We check this in the database to confirm:
SELECT Name, ObjectState, HostId
FROM VMM.dbo.tbl_WLC_VObject
WHERE Name = 'MissingVM'
GO
Which is indeed node4
Name ObjectState HostId
——— — ————————————
node4 220 C2DA03CE-011D-45E3-A389-200A3E3ED62E
(1 row(s) affected)
In SCVMM we see that the moving of the VM failed. Between node 4 and node 6.
Now let’s take a look at what the cluster thinks … yes there it is running happily on node 6 and not on node 4. There’s the mismatch causing the issue.
So we need to fix this. We can Live Migrate the VM with the Failover Cluster GUI to the node SCVMM thinks the VM still resides on and see if that fixes it. If it does, great! You have to give SCVMM some time to detect all things and update its records.

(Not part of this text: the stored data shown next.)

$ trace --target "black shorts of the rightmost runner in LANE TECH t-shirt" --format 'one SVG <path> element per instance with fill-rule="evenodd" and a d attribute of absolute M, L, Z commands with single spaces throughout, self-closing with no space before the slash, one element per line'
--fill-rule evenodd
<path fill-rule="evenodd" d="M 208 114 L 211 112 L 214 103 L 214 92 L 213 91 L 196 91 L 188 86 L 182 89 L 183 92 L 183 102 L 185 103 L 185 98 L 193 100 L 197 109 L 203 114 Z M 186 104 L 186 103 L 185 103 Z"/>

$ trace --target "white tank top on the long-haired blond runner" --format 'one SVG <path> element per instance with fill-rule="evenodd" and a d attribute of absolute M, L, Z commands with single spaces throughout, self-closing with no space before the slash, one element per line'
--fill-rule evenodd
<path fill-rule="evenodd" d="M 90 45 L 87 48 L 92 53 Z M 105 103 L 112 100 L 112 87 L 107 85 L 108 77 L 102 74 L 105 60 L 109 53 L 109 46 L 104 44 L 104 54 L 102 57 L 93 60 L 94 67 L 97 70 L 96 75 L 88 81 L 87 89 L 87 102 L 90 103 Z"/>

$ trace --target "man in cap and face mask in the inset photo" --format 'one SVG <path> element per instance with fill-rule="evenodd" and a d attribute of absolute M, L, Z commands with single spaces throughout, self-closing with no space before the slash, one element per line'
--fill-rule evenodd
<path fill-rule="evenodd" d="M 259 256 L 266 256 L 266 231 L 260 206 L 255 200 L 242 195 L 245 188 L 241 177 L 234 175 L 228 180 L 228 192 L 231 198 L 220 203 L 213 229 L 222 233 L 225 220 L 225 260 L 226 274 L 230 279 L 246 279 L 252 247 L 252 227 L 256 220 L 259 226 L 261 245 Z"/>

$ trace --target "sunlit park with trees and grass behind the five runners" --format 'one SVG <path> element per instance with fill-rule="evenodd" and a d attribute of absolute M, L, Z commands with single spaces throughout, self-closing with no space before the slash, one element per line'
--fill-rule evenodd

But what to do if it doesn’t work out? We can get the HostId from the node where the VM is really running in the cluster, which we can see in the Failover Cluster GUI, from the query we ran above and than update the record:
UPDATE VMM.dbo.tbl_WLC_VObject
SET HostId = 'C0CF479F-F742-4851-B340-ED33C25E2013'
WHERE Name = 'MissingVM'
GO
We then reset the ObjectState to 0 to get rid of the Missing status. It would do this automatically but it takes a while.
UPDATE VMM.dbo.tbl_WLC_VObject
SET ObjectState = '0'
WHERE Name = 'MissingVM'
GO
After some patience & Refreshing all is well again and test with live migrations proves that all works again.
As I said before people get creative in how to achieve things due to inconsistencies, differences in functionality between Hyper-V Manager, Failover Cluster Manager and SCVMM 2008R2 can lead to some confusing situations. I’m happy to see that in Windows 8 the action you should perform using the Failover Cluster GUI or PowerShell are blocked in Hyper-V Manager. But SCVMM really needs a “reset” button that makes it check & validate that what it thinks is reality.